[dateline] Amsterdam May 16th. 1781
There has been much said in the public Papers concerning Conferences for Peace, concerning the Mediation of the Emperor of Germany and the Empress of Russia &c. &c. &c.
I have never troubled Congress with these Reports, because I have
never recieved any official Information or Intimation of any such Negotiation, either from England or France, or any other way. If any such Negotiation has been going on, it has been carefully concealed from me. Perhaps something has been expected from the United States, which was not expected from me.1
For my own part, I know from so long Experience at the first Glance of Reflection, the real designs of the English Government, that it is no Vanity to say they cannot decieve me, if they can, the Cabinets of Europe. I have fully known that all their Pretensions about Peace were insidious, and therefore have paid no other Attention to them than to pity the Nations of Europe, who, having not yet Experience enough of British Manoeuvre, are still imposed on to their own danger, disgrace and damage.
The British Ministry are exhausting all the Resources of their Subtilty, if not of their Treasures, to excite Jealousies and Divisions among the neutral as well as belligerent Powers. The same Arts precisely that they have practised so many Years to subdue, decieve and divide America, they are now exerting among the Powers of Europe: but the Voice of God and Man are too decidedly against them to permit them much Success.
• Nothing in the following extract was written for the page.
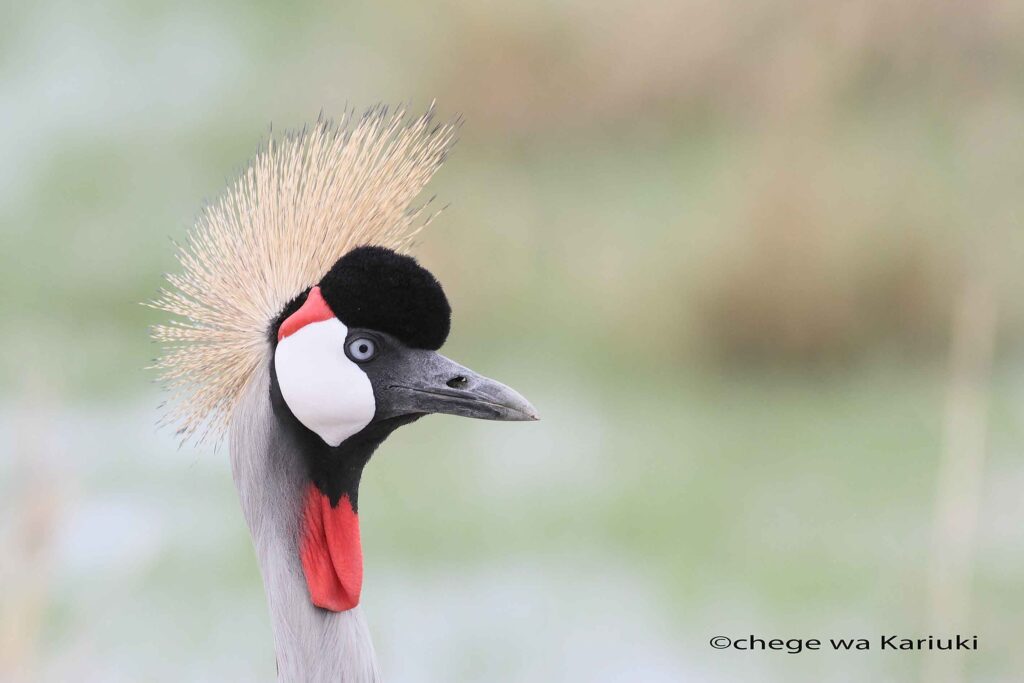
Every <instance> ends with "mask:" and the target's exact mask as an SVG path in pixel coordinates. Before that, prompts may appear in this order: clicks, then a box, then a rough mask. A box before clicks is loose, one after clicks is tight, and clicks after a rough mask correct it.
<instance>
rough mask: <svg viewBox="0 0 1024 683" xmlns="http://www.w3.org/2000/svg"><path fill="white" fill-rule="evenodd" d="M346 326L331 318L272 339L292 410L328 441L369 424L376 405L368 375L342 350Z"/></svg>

As to a Loan of Money in this Republick, after having tried every expedient and made every proposition, that I could be justified or excused for making, I am in absolute despair of obtaining any, until the States General shall have acknowledged our Independence. The Bills already accepted by me are paying off as they become due, by the Orders of his Excellency Mr. Franklin: but he desires me to represent to Congress the danger and inconvenience of drawing before Congress have information that their Bills can be honoured.2
I must intreat Congress not to draw upon me, until they know I have money. At present I have none, not even for my Subsistance, but what I derive from Paris.
The true Cause of the Obstruction of our Credit here is Fear, which can never be removed but by the States General acknowledging our Independence, which, perhaps in the Course of twelve months they may do, but I don't expect it sooner.
This Country is indeed in a melancholy Situation—sunk in Ease— devoted to the Pursuits of Gain—overshadowed on all sides by more powerful Neighbours—unanimated by a Love of military Glory, or any aspiring Spirit; feeling little Enthusiasm for the Public; terrified at the loss of an old Friend, and equally terrified at the prospect of being obliged to form Connections with a new one: encumbered with a
complicated and perplexed Constitution, divided among themselves in Interest and Sentiment, they seem afraid of every thing. Success on the Part of France, Spain and especially of America raises their Spirits, and advances the good Cause somewhat: but Reverses seem to sink them much more.
The War has occasioned such a Stagnation of Business, and thrown such Numbers of People out of Employment, that I think it is impossible things should remain long in the present insipid State. One System or another will be pursued: one Party or another will prevail—much will depend on the Events of the War. We have one Security, and I fear but one, and that is the domineering Character of the English, who will make Peace with the Republick upon no other Terms, than her joining them against all their Enemies in the War, and this I think it is impossible She ever should do.
[salute] I have the Honour to be, with the greatest Respect, Sir, your most obedient and most humble Servant.